Having failed to thwart the will of my own father, a petty tyrant with no real power, what hope did I have, standing against Herr Bernfeld, a man of actual substance and means? Still, I kept up my daily Esperanto studies, telling myself that there was no point in falling behind from despair, although who was I deceiving? I had no one to speak the language with, and in any case, I could barely concentrate on my studies. I began a translation into Esperanto of Dr. Freud’s new book, The Psychopathology of Everyday Life, but lost heart early on when I came across the aliquis dialogue, a barely fictionalized account of my first conversation with him, designed obviously to eradicate all further traces of me from his life. I lived through my days like a sleeper who forces himself to remain in bed, hoping to begin redreaming a beautiful lost dream. Every hour, I checked the post, and when finally I received a letter from the Bernfeld residence on Papagenogasse, it was not in its customary envelope nor, as I saw when I’d opened it, was it in Fraŭlino Bernfeld’s pretty hand. Instead it was a note from Herr Bernfeld himself, summoning me to his club:
18 March 1902
Dr. Sammelsohn,
I would be grateful to you for the favor of a face-to-face encounter.
Sincerely,
Hans Bernfeld
A face-to-face encounter? As I scanned the page, the disagreeable thought struck me that I’d been summoned to a duel! Such things were not uncommon in Vienna, even among its Jews. Indeed, the young members of these new Jewish fencing clubs proudly displayed, to the left of their mustaches, the cicatrices that now destroyed the symmetry of their faces as for centuries they had those of their Catholic brethren. In a panic, I read the note again. Although there was nothing friendly about Herr Bernfeld’s missive, on closer inspection, neither
did its intent appear lethal. Granted, the word favor seemed tipped with poisonous sarcasm, and the term face-to-face brought to mind an image of fisticuffs and bloodied noses; but otherwise the note was emotionless, brief and to the point. More important, I knew the meeting it proposed was my only chance of ever winning Fräulein Bernfeld’s hand. Our broken appointments spoke eloquently of a good daughter obeying even the harshest decrees of her stern but loving father. She had obviously gone to him immediately and told him everything; and as immediately, he had forbidden her to see me. The swiftness of her petition followed by his prohibitory decree were testaments to her feelings for me and to the threat my person posed to her father’s plans. Indeed, were I nothing more than a harmless language enthusiast, one more of the utopian cranks she welcomed into her apartments, our daily meetings would have been allowed to continue, as a fatherly indulgence to a daughter’s tenderhearted folly. If nothing else, for the first time, my feelings for a woman were being taken seriously, though this was hardly encouraging: when it came to fathers and weddings, my history was dismal.
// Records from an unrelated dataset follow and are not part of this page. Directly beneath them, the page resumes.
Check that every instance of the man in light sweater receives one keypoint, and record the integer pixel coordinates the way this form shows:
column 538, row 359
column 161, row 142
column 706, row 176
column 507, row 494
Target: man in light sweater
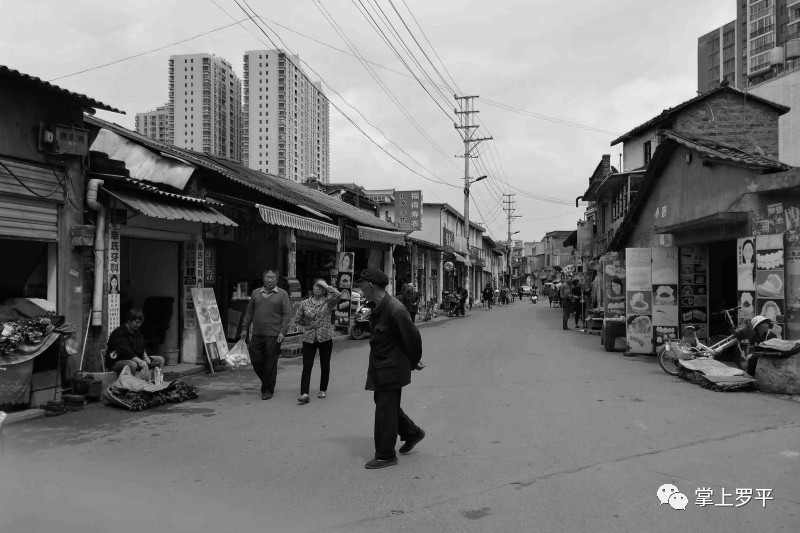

I wrote back my willingness to meet Herr Bernfeld and received a time for our appointment from his secretary, an Herr Emmanuel Goldberg, by return post.
THE DAY OF my summons was one of those dark, cruel days too often imposed upon the Viennese during the winter. The sun never breached the woolen skies. I trudged through the snow, its flakes stinging my face, as though I were facing down an army of Chinese physicians. Taking every precaution, I’d bundled up in a cocoon of heavy winter clothing: a shapeless coat, thick gloves, a hood worn beneath my hat. Through an oval in its front, my face was exposed as little as possible to the elements. Around my neck, encircling it three times, so that it covered my chin, my ears, and even the tip of my nose, I’d wrapped a long scarf, and yet I trembled as I crossed the threshold into the Arcadia Club, and surrendered my things to the steward who greeted me at the cloakroom — if greeted is the word for such a sneering reception — impatiently holding out his hand for each item as I hurried to unbutton, unlace, unlatch, unloosen, and unravel the various garments I’d worn, until finally, I stood before him naked of my winterwear, weighed down only by an anxiety that rose in my solar plexus at the thought of my next task: winning from Herr Bernfeld the right to court his only child and heir.